La vraie vie, la vie enfin découverte et éclaircie, la seule vie par conséquent réellement vécue, c'est la littérature.



samedi 16 juillet 2011

Nous regardions la mer calme où des mouettes éparses flottaient comme des corolles blanches.


Marcel Proust, Sodome et Gomorrhe, 1921.

L’été, je relis un ou plusieurs volumes de la Recherche, c’est comme ça. Le miracle, c’est que chaque année, ce livre me parle de moi et de ce que je vis à ce moment. L’année dernière, la deuxième partie du Côté de Guermantes avec l’attente pleine d’impatience du narrateur, qui espère des nouvelles de son amoureuse. L’année précédente avec une prise de conscience qui s’opère pendant le dîner avec Norpois. Cette année, c’est Sodome et Gomorrhe et le narrateur réalise que sa mère est devenue sa grand-mère, après la mort de celle-ci, écho direct d’une conversation familiale… Chaque année, c’est aussi une petite plongée de bonheur. Mon livre est tout corné, je ne sais plus quel extrait vous mettre…

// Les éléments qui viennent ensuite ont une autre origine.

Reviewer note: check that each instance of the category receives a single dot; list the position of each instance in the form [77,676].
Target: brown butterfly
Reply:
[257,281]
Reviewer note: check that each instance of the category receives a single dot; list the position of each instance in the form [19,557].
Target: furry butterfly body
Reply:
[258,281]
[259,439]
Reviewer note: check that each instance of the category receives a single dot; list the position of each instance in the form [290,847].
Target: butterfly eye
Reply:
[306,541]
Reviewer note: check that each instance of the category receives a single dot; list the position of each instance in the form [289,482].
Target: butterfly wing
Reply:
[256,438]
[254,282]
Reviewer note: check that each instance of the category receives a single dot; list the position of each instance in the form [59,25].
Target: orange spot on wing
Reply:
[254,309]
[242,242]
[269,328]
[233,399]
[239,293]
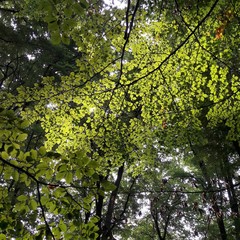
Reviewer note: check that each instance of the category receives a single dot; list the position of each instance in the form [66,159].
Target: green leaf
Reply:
[42,151]
[33,204]
[62,226]
[22,137]
[108,186]
[5,155]
[69,177]
[22,198]
[2,236]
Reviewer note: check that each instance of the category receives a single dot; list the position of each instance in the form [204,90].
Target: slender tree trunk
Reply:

Le jet d’eau d’Hubert Robert dans l’hôtel de la princesse de Guermantes

Dans une clairière réservée par de beaux arbres dont plusieurs étaient aussi anciens que lui, planté à l’écart, on le voyait de loin, svelte, immobile, durci, ne laissant agiter par la brise que la retombée plus légère de son panache pâle et frémissant. Le xviiie siècle avait épuré l’élégance de ses lignes, mais, fixant le style du jet semblait en avoir arrêté la vie ; à cette distance on avait l’impression de l’art plutôt que la sensation de l’eau. Le nuage humide lui-même qui s’amoncelait perpétuellement à son faîte gardait le caractère de l’époque comme ceux qui dans le ciel s’assemblent autour des palais de Versailles. Mais de près on se rendait compte que tout en respectant, comme les pierres d’un palais antique, le dessin préalablement tracé, c’était des eaux toujours nouvelles, qui s’élançant et voulant obéir aux ordres anciens de l’architecte, ne les accomplissaient exactement qu’en paraissant les violer, leurs mille bonds épars pouvant seuls donner à distance l’impression d’un unique élan. Celui-ci était en réalité aussi souvent interrompu que l’éparpillement de la chute, alors que de loin, il m’avait paru infléchissable, dense, d’une continuité sans lacune. D’un peu près, on voyait que cette continuité, en apparence toute linéaire, était assurée à tous les points de l’ascension du jet, partout où il aurait dû se briser, par l’entrée en ligne, par la reprise latérale d’un jet parallèle qui montait plus haut que le premier, et était lui-même, à une plus grande hauteur, mais déjà fatigante pour lui, relevé par un troisième. De près, des gouttes sans force retombaient de la colonne d’eau en croisant au passage leurs sœurs montantes et, parfois déchirées, saisies dans un remous de l’air troublé par ce jaillissement sans trêve, flottaient avant d’être chavirées dans le bassin. Elles contrariaient de leurs hésitations, de leur trajet en sens inverse et estompaient de leur molle vapeur la rectitude et la tension de cette tige, portant au-dessus de soi un nuage oblong fait de mille gouttelettes, mais en apparence peint en brun doré et immuable qui montait, infrangible, immobile, élancé et rapide, s’ajouter aux nuages du ciel.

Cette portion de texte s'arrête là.